Ma un taglio di fondi che fino a pochi mesi fa appariva come una mera 
partita di giro contabile priva di conseguenze immediate, oggi con 
l’emergenza Covid-19 diventa un gravissimo danno per l’economia 
siciliana che avrebbe bisogno di immediati aiuti concreti da Stato e 
Regione, con più investimenti per sostenere la ripresa.
Ance Sicilia, quindi, chiede al ministro per il Sud, Giuseppe 
Provenzano, di intervenire affinchè il governo nazionale attinga ai 
fondi in arrivo dall’Ue per restituire subito questi 140 milioni alla 
Sicilia, che non può permettersi di attendere i tempi della nuova 
programmazione dei fondi Fsc. C’è bisogno adesso di aprire questi 
cantieri per dare ossigeno alle imprese, all’occupazione e ai consumi.

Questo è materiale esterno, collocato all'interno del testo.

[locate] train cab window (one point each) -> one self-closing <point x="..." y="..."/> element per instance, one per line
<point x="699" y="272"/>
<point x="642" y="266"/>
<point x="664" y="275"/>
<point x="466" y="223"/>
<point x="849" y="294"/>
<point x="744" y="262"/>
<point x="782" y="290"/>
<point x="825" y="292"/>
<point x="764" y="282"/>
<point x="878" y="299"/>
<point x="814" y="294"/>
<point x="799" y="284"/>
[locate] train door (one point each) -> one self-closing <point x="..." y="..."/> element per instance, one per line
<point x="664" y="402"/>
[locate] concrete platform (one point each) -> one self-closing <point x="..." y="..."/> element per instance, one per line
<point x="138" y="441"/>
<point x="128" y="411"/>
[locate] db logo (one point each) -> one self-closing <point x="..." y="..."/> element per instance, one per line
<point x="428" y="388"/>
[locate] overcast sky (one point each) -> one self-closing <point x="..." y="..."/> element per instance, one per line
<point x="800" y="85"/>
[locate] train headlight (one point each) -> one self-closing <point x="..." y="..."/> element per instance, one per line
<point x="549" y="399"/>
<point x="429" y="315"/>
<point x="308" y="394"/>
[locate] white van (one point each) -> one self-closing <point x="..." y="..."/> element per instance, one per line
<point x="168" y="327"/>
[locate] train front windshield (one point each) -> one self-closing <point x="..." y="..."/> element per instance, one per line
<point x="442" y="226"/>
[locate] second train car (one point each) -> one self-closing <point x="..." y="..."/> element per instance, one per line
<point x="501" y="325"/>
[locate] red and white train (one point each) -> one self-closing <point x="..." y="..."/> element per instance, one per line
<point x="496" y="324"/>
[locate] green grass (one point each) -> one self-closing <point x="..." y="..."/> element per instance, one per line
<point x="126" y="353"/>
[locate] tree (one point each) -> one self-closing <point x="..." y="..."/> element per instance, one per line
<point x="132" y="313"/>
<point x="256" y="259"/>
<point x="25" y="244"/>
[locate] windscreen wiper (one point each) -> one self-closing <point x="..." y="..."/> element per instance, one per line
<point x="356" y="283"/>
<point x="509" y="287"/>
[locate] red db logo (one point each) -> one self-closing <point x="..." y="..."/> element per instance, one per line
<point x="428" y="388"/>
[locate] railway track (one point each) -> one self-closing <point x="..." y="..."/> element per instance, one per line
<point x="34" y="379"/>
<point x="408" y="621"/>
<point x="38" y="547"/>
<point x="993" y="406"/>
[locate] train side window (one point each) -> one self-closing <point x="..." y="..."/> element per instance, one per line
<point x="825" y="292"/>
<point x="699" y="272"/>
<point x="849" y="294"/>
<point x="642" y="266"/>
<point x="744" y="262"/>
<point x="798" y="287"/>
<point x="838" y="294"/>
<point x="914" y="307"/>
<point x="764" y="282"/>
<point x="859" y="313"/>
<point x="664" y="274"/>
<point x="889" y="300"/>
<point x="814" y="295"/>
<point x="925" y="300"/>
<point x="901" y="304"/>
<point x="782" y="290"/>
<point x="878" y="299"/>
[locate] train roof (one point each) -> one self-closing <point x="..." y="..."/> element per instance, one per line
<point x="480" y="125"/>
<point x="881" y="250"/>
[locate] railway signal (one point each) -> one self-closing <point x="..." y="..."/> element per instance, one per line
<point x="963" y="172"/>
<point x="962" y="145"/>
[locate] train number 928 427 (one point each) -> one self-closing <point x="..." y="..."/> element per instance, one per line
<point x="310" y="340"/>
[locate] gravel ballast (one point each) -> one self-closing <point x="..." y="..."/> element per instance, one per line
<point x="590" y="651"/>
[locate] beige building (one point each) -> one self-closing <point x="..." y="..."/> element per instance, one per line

Fra l’altro, nel momento in cui il governo nazionale e il Parlamento 
col Dl “Sempliicazioni” cercano di sbloccare la realizzazione di 
importanti opere pubbliche, la Sicilia rischia di restare doppiamente 
beffata, perché proprio quando sarebbe possibile farle mancherebbero i 
soldi.
Sono opere strategiche già finanziate, come la viabilità e in 
particolare il viadotto Akragas la cui chiusura isola Agrigento da 5 
anni, o i depuratori attesi da quasi dieci anni e la cui mancanza 
costa milioni di euro di multa Ue, ma anche le vie di fuga e gli 
interventi per il dissesto idrogeologico, le frane e l’erosione delle 
coste.
Provenzano, da siciliano, ha un motivo in più per battersi affinchè il 
governo nazionale nello stabilire il riparto degli aiuti europei 
comprenda anche i reali problemi dei territori provocati, in questo 
caso, dal progressivo disinvestimento da parte del potere centrale. E 
se Roma non dovesse rispondere, la Regione rimetta quei soldi nel 
“Patto per la Sicilia” e valuti soluzioni alternative, come 
l’accensione di mutui o il taglio di spese correnti rinviabili o non 
proprio necessarie in questo momento.